Benefited from the unprecedented high imaging frequency of the new field hyperspectral imaging gantry at Purdue, with over eight thousand repeated images over one growing season, the detailed diurnal patterns of plant phenotyping features, including NDVI, RWC, and two individual spectral bands (Red and NIR), were quantitatively described and modeled for the first time. Moreover, most of previous studies reported the diurnal changes directly from the raw phenotyping features (e.g., NDVI, chlorophyll content) [11,16,23]. However, these results are inconsistent due to the changes of plant growth stage and weather condition. To address this issue, our proposed approach incorporates a modified time series decomposition method to filter out the signal variance caused by the changing plant stage and weather conditions, so the later modeling process can exclusively focus on the higher-frequency diurnal changes.

4.2. Limitations and Future Work

In this experiment, all the imaging data was collected from the same field imaging gantry facility. Extra validation is needed for the other remote sensing platforms such as UAV. In addition, the diurnal patterns are reported based on corn plants, which may limit the scope of application. It is necessary to conduct more tests including more diverse plant species (e.g., soybean, wheat, and rice).

In the 2020 season, the developed diurnal models will be externally validated with the field gantry’s images. The model will also be validated on a UAV hyperspectral imaging platform in the same field. Finally, the diurnal changing patterns on other plant species, such as soybean wheat, and rice will be also explored and compared.

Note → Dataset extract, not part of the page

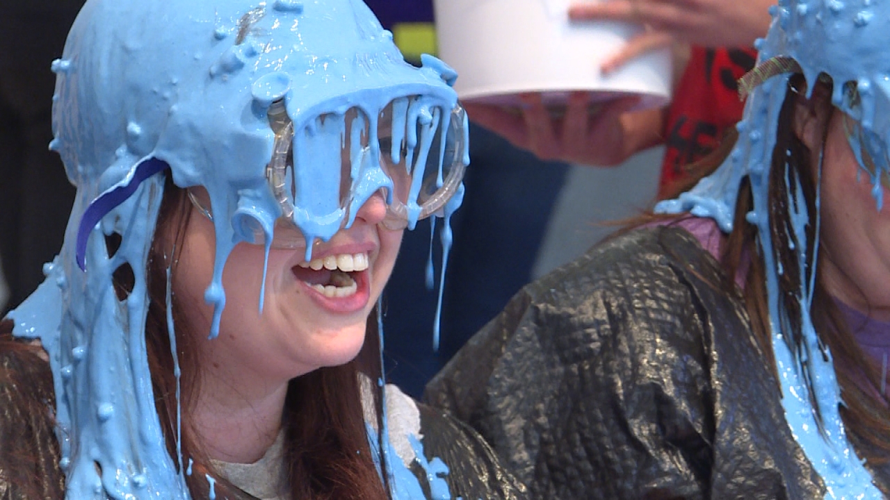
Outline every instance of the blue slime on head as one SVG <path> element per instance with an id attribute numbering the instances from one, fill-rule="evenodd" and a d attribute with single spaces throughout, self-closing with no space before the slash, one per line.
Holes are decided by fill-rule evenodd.
<path id="1" fill-rule="evenodd" d="M 391 188 L 376 154 L 376 120 L 387 104 L 406 110 L 403 126 L 393 126 L 393 148 L 402 140 L 428 145 L 436 127 L 447 130 L 457 94 L 445 80 L 454 72 L 434 58 L 424 62 L 405 63 L 360 0 L 86 3 L 53 67 L 51 147 L 77 195 L 46 280 L 12 313 L 15 334 L 39 337 L 50 355 L 69 498 L 189 497 L 177 470 L 183 460 L 190 469 L 190 458 L 167 453 L 146 358 L 144 270 L 164 182 L 140 165 L 163 162 L 177 186 L 209 194 L 216 251 L 206 298 L 214 307 L 214 336 L 230 252 L 253 240 L 253 227 L 271 241 L 282 214 L 265 172 L 274 142 L 270 106 L 283 100 L 294 125 L 292 219 L 310 243 L 308 256 L 313 240 L 329 239 L 352 222 L 347 214 Z M 355 132 L 344 125 L 351 109 L 368 118 L 359 132 L 370 136 L 372 155 L 352 151 L 364 161 L 352 165 L 357 180 L 347 211 L 340 148 Z M 436 154 L 428 149 L 420 154 Z M 418 190 L 408 202 L 410 227 Z M 83 271 L 78 230 L 97 199 L 105 201 L 90 212 L 98 223 L 88 216 L 81 235 Z M 457 206 L 448 204 L 441 215 Z M 112 233 L 121 245 L 109 255 L 103 236 Z M 112 273 L 125 265 L 135 283 L 118 300 Z"/>
<path id="2" fill-rule="evenodd" d="M 758 41 L 760 61 L 781 56 L 797 61 L 808 83 L 809 92 L 820 75 L 834 83 L 831 101 L 854 117 L 869 144 L 888 144 L 890 141 L 890 3 L 885 0 L 780 0 L 771 10 L 773 25 L 765 40 Z M 813 276 L 801 279 L 798 294 L 802 319 L 803 352 L 798 359 L 783 340 L 789 320 L 779 307 L 781 262 L 774 261 L 769 222 L 769 169 L 776 142 L 779 112 L 786 97 L 789 73 L 766 80 L 748 98 L 742 121 L 737 126 L 739 141 L 727 160 L 713 174 L 702 179 L 677 199 L 665 201 L 658 211 L 676 214 L 689 211 L 711 217 L 726 232 L 732 221 L 739 186 L 744 177 L 750 181 L 754 210 L 747 221 L 756 226 L 766 272 L 773 348 L 782 391 L 785 417 L 795 438 L 813 467 L 825 481 L 831 498 L 881 498 L 871 477 L 862 466 L 846 439 L 838 413 L 840 390 L 829 356 L 824 360 L 819 337 L 810 321 Z M 849 99 L 845 85 L 854 85 L 859 99 Z M 851 144 L 858 151 L 858 144 Z M 886 148 L 886 147 L 885 147 Z M 879 159 L 883 152 L 869 151 Z M 861 154 L 857 157 L 862 164 Z M 870 172 L 880 209 L 880 176 L 887 173 L 886 162 L 876 161 L 878 168 Z M 789 191 L 795 190 L 789 190 Z M 800 193 L 801 190 L 795 190 Z M 794 206 L 791 192 L 789 206 Z M 817 201 L 818 204 L 818 201 Z M 818 224 L 818 214 L 809 214 L 799 200 L 802 212 L 791 214 L 793 231 L 798 245 L 805 244 L 805 226 Z M 789 238 L 790 239 L 790 238 Z M 806 248 L 797 248 L 803 255 Z M 814 259 L 815 260 L 815 259 Z M 801 269 L 805 269 L 801 266 Z M 803 357 L 801 357 L 803 358 Z M 809 400 L 803 366 L 812 374 L 813 390 L 822 417 L 822 429 L 815 419 Z"/>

Besides the diurnal effect, the changing environmental conditions in the field such as cloud coverage, temperature, wind speed and so on all showed strong impacts on the phenotyping results. The data has shown that these effects could be precisely modeled as well. The environmental calibration models for plant remote sensing will be reported in future papers.

5. Conclusions

In this study, diurnal changing patterns in crop remote sensing images were quantitatively investigated with the proposed novel modeling approach. The diurnal patterns for four selected plant phenotyping features, including NDVI, RWC, two individual spectral bands (Red and NIR), were successfully modeled. The results showed that the NDVI presents a repeatable V-shaped diurnal changing pattern: it linearly decreases by 0.012/h before the solar noon time and increases by 0.010/h thereafter. On the other hand, the RWC, and the two individual spectral bands shows non-linear diurnal changing patterns, where RWC and Red change in inversed V-shaped patterns, and NIR changes in a normal V-shaped pattern. The diurnal patterns lightly vary between the nitrogen treatments, genotypes, and plant stages, but the difference is minor and ignorable in the modeling. With the result of this work, Ag remote sensing users will be able to more precisely understand the deviation/change of crop feature predictions caused by the specific imaging time of the day. The reported diurnal models can also be used to calibrate the remote sensing result so to remove the diurnal impacts.